Mais ce qu’on peut aussi lire dans cet épisode, c’est l’indice d’une histoire qui, au delà des saynètes très réussies qui dessinent un portrait amusant quoique parfois grinçant des sports d’hiver, s’intéresse surtout au passage du temps, à la variété de son rythme d’écoulement, aux temporalités différentes qui se superposent par instant mais sont le plus souvent en décalage. Conformément aux usages de ce loisir sisyphien, le récit est cyclique, scandé par les montées et les descentes, et rappelle un mécanisme d’horloge bien huilé, qui nous laisserait voir des rouages tournant chacun à une vitesse différente, organisant des rencontres précisément orchestrées bien qu’imprévisibles pour leurs protagonistes.

La temporalité dominante du récit est celle du héros, dont on suit fréquemment les aventures en vision subjective. Les autres plans sont pour la plupart centrés eux aussi sur Louis, presque toujours au moins présent hors champ, et fournissent des repères temporels ou contextuels, à moins qu’ils n’ouvrent un instant la voie à une perspective plus personnelle de narrateur omniscient. Le récit est donc d’une grande continuité : on ne lâche pas Louis d’une fixation et les ruptures de lieu ou les ellipses temporelles importantes sont rares.

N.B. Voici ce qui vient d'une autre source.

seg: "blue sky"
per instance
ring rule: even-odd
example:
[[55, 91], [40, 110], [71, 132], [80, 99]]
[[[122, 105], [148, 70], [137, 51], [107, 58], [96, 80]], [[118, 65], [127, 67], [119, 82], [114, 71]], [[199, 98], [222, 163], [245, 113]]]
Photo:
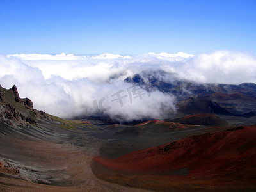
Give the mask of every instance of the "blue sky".
[[0, 54], [256, 54], [256, 1], [0, 1]]

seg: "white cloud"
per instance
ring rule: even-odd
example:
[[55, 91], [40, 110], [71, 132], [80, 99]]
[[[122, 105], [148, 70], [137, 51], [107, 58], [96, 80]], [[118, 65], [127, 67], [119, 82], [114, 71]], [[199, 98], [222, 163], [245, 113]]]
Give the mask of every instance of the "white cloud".
[[8, 54], [8, 58], [18, 58], [26, 60], [75, 60], [84, 59], [85, 56], [75, 56], [74, 54], [68, 54], [63, 52], [60, 54]]
[[[161, 69], [200, 82], [256, 83], [255, 58], [227, 51], [198, 56], [181, 52], [93, 57], [15, 54], [0, 56], [0, 68], [3, 86], [9, 88], [16, 84], [20, 97], [30, 98], [36, 108], [63, 117], [93, 114], [93, 101], [99, 104], [102, 98], [102, 106], [111, 107], [106, 113], [127, 119], [158, 118], [175, 111], [175, 98], [157, 91], [150, 97], [145, 92], [141, 99], [136, 97], [131, 102], [127, 88], [132, 85], [124, 79], [145, 70]], [[126, 95], [122, 107], [118, 100], [111, 101], [115, 99], [111, 95], [122, 90], [122, 95]]]

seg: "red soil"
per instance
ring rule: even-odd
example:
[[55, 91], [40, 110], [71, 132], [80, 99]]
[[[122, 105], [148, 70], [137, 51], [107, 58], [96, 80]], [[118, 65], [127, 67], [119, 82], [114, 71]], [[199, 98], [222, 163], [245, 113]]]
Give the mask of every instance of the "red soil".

Mais ce flux temporel continu est pris dans des soubresauts qui l’accélèrent ou le font bégayer : on va ainsi des temps morts du voyage en voiture, de l’attente dans la queue (un même cadrage répété où le temps se lie à l’avancée de Louis dans la file) ou d’un trajet à la recherche d’un ski égaré (une trace de ski étirée sur un panoramique de trois cases) au temps distendu et presque à l’arrêt des épisodes où l’enfant se sent en danger et où son «doudou», un quadrupède mal défini en peluche, fait des apparitions imaginaires pour le tirer d’affaire.

Suite à ces moments, le raccord à la temporalité «naturelle» est soudain, comme aussi dans une scène bellement observée où l’enfant se concentre pour changer de chaussures, complètement dans l’instant sur une enfilée de cases qui détaillent l’action, avant qu’un brusque contrechamp ne ramène à la temporalité des «grands», qui l’observent depuis un moment déjà d’un air perplexe. La temporalité élastique du monde de l’enfance est ici admirablement rendue, dans ses heurts avec celle des adultes et des adolescents, sur un fond de cases de format métronomiquement identique qui les scandent et les rendent commensurables. (D’autres rythmes se superposent encore à ces éléments, comme celui du changement de tonalité chromatique des planches, toutes les quatre pages environ, qui accompagne les variations de la météo)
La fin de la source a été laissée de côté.